Planned Parenthood to Pay $1.4 Million in Medicaid Fraud Settlement
Sarah Torre /
Planned Parenthood Gulf Coast, which serves southeast Texas and Louisiana, agreed this week to pay $1.4 million to the state of Texas, settling claims that one of the largest abortion providers in the Southeast had fraudulently overbilled the state’s Medicaid program.
Texas Attorney General Greg Abbott’s office stated that its investigation into the fraud allegations “revealed that Planned Parenthood Gulf Coast improperly billed the Texas Medicaid program for products and services that were never actually rendered, not medically necessary, and were not covered by the Medicaid program.”
The Texas Planned Parenthood allegedly “falsified material information in patients’ medical records” to bolster fraudulent claims for reimbursement.
Alliance Defending Freedom’s recent analysis of state and federal audits of family planning programs suggests that in 12 states, Planned Parenthood affiliates overbilled Medicaid for more than $8 million. One federal audit of New York’s Medicaid family planning program reported that certain providers, “especially Planned Parenthoods,” had engaged in improper practices resulting in overpayment.

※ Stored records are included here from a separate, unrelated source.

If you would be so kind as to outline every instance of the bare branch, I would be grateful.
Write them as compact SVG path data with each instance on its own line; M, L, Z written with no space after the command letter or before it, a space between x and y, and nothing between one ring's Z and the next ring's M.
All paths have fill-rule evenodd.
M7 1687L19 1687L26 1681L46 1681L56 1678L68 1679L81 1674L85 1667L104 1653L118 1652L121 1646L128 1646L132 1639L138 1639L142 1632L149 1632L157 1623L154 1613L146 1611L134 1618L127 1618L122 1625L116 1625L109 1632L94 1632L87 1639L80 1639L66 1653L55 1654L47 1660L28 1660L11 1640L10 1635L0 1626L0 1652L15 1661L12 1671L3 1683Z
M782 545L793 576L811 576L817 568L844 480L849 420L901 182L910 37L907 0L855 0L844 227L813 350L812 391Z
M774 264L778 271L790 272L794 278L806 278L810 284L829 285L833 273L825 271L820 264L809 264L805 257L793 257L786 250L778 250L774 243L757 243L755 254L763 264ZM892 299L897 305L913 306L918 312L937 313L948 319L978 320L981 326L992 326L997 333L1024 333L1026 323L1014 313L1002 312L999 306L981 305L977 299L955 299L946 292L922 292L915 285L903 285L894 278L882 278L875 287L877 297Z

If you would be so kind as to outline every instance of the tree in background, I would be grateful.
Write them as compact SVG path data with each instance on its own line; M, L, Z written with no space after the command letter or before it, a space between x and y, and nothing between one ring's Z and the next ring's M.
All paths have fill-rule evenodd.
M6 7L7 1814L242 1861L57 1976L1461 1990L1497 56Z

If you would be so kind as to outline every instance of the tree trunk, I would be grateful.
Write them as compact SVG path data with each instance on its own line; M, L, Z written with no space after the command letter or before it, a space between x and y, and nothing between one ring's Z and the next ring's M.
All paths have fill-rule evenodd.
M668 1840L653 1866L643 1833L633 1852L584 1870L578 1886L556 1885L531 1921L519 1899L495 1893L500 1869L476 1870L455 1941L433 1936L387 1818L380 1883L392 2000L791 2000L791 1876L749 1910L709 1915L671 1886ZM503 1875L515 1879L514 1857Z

Despite mounting accusations of fraud, the organization that performs roughly one out of every four abortions in the U.S. has continued to ride the waves of taxpayer funding to annual surpluses. During its last reporting year alone, Planned Parenthood received over half a billion dollars in taxpayer government funding, all the while performing a record 333,964 abortions. To solidify its place as the top abortion provider in the country, Planned Parenthood announced that all local affiliates would have to begin providing abortion services starting in 2013.
If allegations of fraud and its single-minded provision of abortion services isn’t enough to question a continual stream of taxpayer dollars, Planned Parenthood’s opposition to legal protections for infants born after botched abortions and the group’s apparent willingness to abet the sex trafficking of minor girls should at least raise scrutiny of the organization’s federal funding.
The organization also allegedly turned a blind eye to unsafe and unsanitary conditions in Pennsylvania and Virginia. State officials began investigating a Planned Parenthood in Delaware this spring after two of the clinic’s nurses quit, claiming that the clinic kept unsafe, unsanitary conditions while performing what one report called “meat-market style of assembly-line abortions.”
“Planned Parenthood is far less concerned with providing competent healthcare to women than it is with padding its bottom line with taxpayer dollars,” says Alliance Defending Freedom in its report.
Yet this is the group that President Obama vowed to support, “fighting every step of the way.” And this is the industry that stands to benefit from an influx of abortion funding under Obamacare.
Policymakers looking for organizations that are capable of self-funding more of their activities would do well to view Planned Parenthood’s subsidies with a critical eye.